[
https://issues.apache.org/jira/browse/STANBOL-330?page=com.atlassian.jira.plugin.system.issuetabpanels:comment-tabpanel&focusedCommentId=13113249#comment-13113249
]
Rupert Westenthaler commented on STANBOL-330:
---------------------------------------------
In general the tokenizing of the search is done to provide a similar behavior
to full text searches in Solr/Lucene based on the capabilities of [1]. Without
this Queries on Virtuoso servers would behave like Solr queries in untokenized
fields.
To the specific Example:
If I make the request (*)
curl -v -X POST -d "name=Richard M. Daley"
http://localhost:8080/entityhub/site/dbpedia/find
I do get "http://dbpedia.org/resource/Richard_M._Daley" as result.
The SPQRQL query sent to the dbpedia Virtuoso servers looks like this:
CONSTRUCT {
?id <http://www.w3.org/2000/01/rdf-schema#label> ?v_1 .
<http://www.iks-project.eu/ontology/rick/query/QueryResultSet>
<http://www.iks-project.eu/ontology/rick/query/queryResult> ?id .
} WHERE {
{
SELECT ?id
WHERE {
?id <http://www.w3.org/2000/01/rdf-schema#label> ?v_1 .

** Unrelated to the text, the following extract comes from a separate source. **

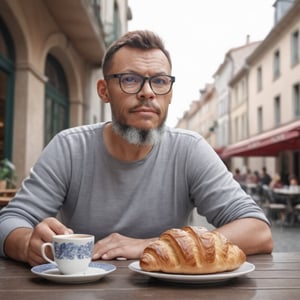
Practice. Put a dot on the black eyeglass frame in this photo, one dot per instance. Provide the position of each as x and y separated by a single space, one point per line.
144 79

?v_1 bif:contains '("Richard" AND "M." AND "Daley")' .
}
ORDER BY DESC ( <LONG::IRI_RANK> (?id) )
LIMIT 10
}
OPTIONAL { ?id <http://www.w3.org/2000/01/rdf-schema#label> ?v_1 . }
}
ORDER BY DESC ( <LONG::IRI_RANK> (?id) )
LIMIT 10
Only if I modify the search to "name=Richard M . Daley" than I get the reported
error. Also "name=Richard M Daley" is fine but executes much slower (3.5sec
instead of 1sec for the query using "M."). Also tests with number (such as
"Richard Daley 5") executed successfully.
Interesting is that "name=Richard .M Daley" also selects
"http://dbpedia.org/resource/Richard_M._Daley". Because of this I come to the
conclusion that the used full text search engine simple ignores non
Alpha-Numeric characters. This could also explain the error, because it would
end up with an empty token.
The documentation [1] section "20.3.3. Text Expression Syntax" notes that "A
word is a sequence of word characters." but does not explicitly define what
word characters are. For now I think we should simple ignore Tokens that do not
contain a single Alpha-Numeric character.
Based on that I suggest to modify the Virtuoso searcher to ignore tokens that
do not contain a single Alpha-Numeric chars. However I would not filter non
Alpha-Numeric chars because it looks like they are anyway filtered by the
Virtuoso.
If you agree I will make the necessary changes and mark this Issue as resolved.
best
Rupert
(*) For this tests I used the stable launcher of the current version.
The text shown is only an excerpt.